July 30, 2024
Bessemer City High School Announces Stricter Dress Code
Bessemer’s officials indicated that its new dress code is allegedly being instituted to ensure student safety, however, according to research, these kinds of rules do not make students feel safe but rather feel like they are being targeted.
Alabama’s Bessemer City High School recently announced a new dress code for its students, which excludes leggings, Crocs, jeans with holes, and bodycon dresses, in addition to standard exclusions like open-toed slides and sunglasses.
According to WBRC, Principal Stoney Pritchett and Counselor Tahuna Thomas shared that their aim with the dress code is to introduce the school’s students to a real-world standard that might exclude items students would rather wear as well as ensure their safety.
As Principal Pritchett told the outlet, “Oftentimes at the high school, we have drills, we have tornado drills, fire drills, and weather drills,” Pritchett said. “We have to line up and go outside and things like that. We want to make sure that kids are safe moving throughout the building. Other things happen as well that the school can’t prevent. We just want to make sure that no one breaks their leg or their ankle because the school is liable, and we want to make sure everyone is safe.”
Although there is nothing in the highlighted rules that seem discriminatory, in 2022, US News & World Report reported that the enforcement of these policies often results in more girls, Black, and other students of color being punished.
As Bessemer’s officials indicated, most dress codes are allegedly instituted to ensure student safety. However, research shows these rules do not make students feel safe but rather feel like they are being targeted.
The Government Accountability Office reported in 2022 that schools that enacted strict dress codes tended to enroll primarily Black and Latinx students. Courtney Mauldin, an assistant professor of educational leadership in the teaching and leadership department at the Syracuse University School of Education, told US News & World Report that it was not surprising to her that this tended to be the case.
“I think that the schools where we see the over-policing of dress and the enforcement of dress codes, it’s not surprising that those are mostly students of color,” Mauldin said. “There’s a lot of traditional, antiquated ideas around what it has to look like to do school. And I think people have good intentions, but they’re very slow to change when it rubs up against what they’ve known.”
Mauldin continued, “Are we actually targeting clothing, or is this specific to targeting a student’s identity? Because if we’re targeting student’s identities, then we’re sending a message that you don’t belong here and you’re disrupting the space simply by being, and that’s not the message that we want to send to students, especially if schools are supposed to be these places of learning and joy and belonging.”
According to the GAO report, “Schools that enforce strict dress codes are associated with statistically significant higher rates of exclusionary discipline—that is, practices that remove students from the classroom, such as in-school suspensions, out-of-school suspensions, and expulsions. This is true even after controlling for student demographics, school type, size, geography, and measures of school climate, such as levels of disorder and the presence of security personnel.”
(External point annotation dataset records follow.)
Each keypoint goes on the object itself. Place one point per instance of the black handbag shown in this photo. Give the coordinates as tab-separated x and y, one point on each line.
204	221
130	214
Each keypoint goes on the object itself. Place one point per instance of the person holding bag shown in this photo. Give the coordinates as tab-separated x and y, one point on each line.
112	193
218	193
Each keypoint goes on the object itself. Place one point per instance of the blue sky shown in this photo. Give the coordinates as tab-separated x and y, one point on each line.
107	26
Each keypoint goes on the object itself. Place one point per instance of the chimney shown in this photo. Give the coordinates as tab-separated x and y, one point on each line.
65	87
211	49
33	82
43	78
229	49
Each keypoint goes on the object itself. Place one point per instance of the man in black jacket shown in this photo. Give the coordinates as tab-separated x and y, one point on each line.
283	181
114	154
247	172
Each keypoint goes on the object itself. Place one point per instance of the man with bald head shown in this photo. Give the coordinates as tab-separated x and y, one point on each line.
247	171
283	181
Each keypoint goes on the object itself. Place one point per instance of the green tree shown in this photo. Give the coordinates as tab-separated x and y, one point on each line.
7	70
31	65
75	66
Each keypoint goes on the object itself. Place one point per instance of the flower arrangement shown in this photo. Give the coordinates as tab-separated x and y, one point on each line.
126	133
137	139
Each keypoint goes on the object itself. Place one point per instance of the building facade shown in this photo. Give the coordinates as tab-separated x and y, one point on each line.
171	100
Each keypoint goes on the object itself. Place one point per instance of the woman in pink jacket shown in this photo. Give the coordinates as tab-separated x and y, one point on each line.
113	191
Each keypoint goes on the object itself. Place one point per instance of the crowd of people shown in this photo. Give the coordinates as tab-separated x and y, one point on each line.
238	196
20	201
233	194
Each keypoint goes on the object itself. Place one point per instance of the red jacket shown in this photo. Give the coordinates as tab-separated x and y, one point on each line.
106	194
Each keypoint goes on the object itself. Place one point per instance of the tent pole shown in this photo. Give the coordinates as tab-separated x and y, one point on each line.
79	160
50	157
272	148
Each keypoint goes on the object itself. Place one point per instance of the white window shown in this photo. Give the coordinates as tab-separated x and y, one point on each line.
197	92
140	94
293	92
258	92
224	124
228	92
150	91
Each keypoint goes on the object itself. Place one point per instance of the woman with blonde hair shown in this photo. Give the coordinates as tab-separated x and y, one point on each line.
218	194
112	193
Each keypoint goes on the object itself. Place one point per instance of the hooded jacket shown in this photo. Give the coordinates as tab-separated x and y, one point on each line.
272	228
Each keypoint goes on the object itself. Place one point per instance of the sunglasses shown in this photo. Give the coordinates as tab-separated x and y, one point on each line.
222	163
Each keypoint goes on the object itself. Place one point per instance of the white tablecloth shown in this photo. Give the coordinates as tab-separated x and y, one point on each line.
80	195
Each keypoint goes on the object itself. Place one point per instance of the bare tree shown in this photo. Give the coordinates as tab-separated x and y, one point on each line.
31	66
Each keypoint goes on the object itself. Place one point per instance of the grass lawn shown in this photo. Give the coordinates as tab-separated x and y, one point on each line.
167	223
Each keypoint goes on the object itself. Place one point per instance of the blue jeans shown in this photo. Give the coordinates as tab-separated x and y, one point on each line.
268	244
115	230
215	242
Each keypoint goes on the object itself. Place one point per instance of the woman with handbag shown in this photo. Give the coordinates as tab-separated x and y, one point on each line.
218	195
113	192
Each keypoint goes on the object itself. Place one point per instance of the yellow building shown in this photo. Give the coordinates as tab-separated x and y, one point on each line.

The report continued, “Research shows exclusionary discipline is associated with short and long-term negative outcomes for students, including increased risk for failing standardized tests and increased rates of dropouts and incarceration. For example, our prior work showed that boys, Black students, and students with disabilities are disproportionately disciplined across discipline types, including exclusionary discipline.
The report also showed Black and Hispanic students are more likely to receive harsher school discipline than their counterparts for the same violation. “One study found that Black students were seven times more likely to receive exclusionary discipline than their White peers. District officials and national organizations we spoke with echoed these findings and raised concerns that, overall, dress codes can exacerbate disparities in school discipline for Black students,” the report cited.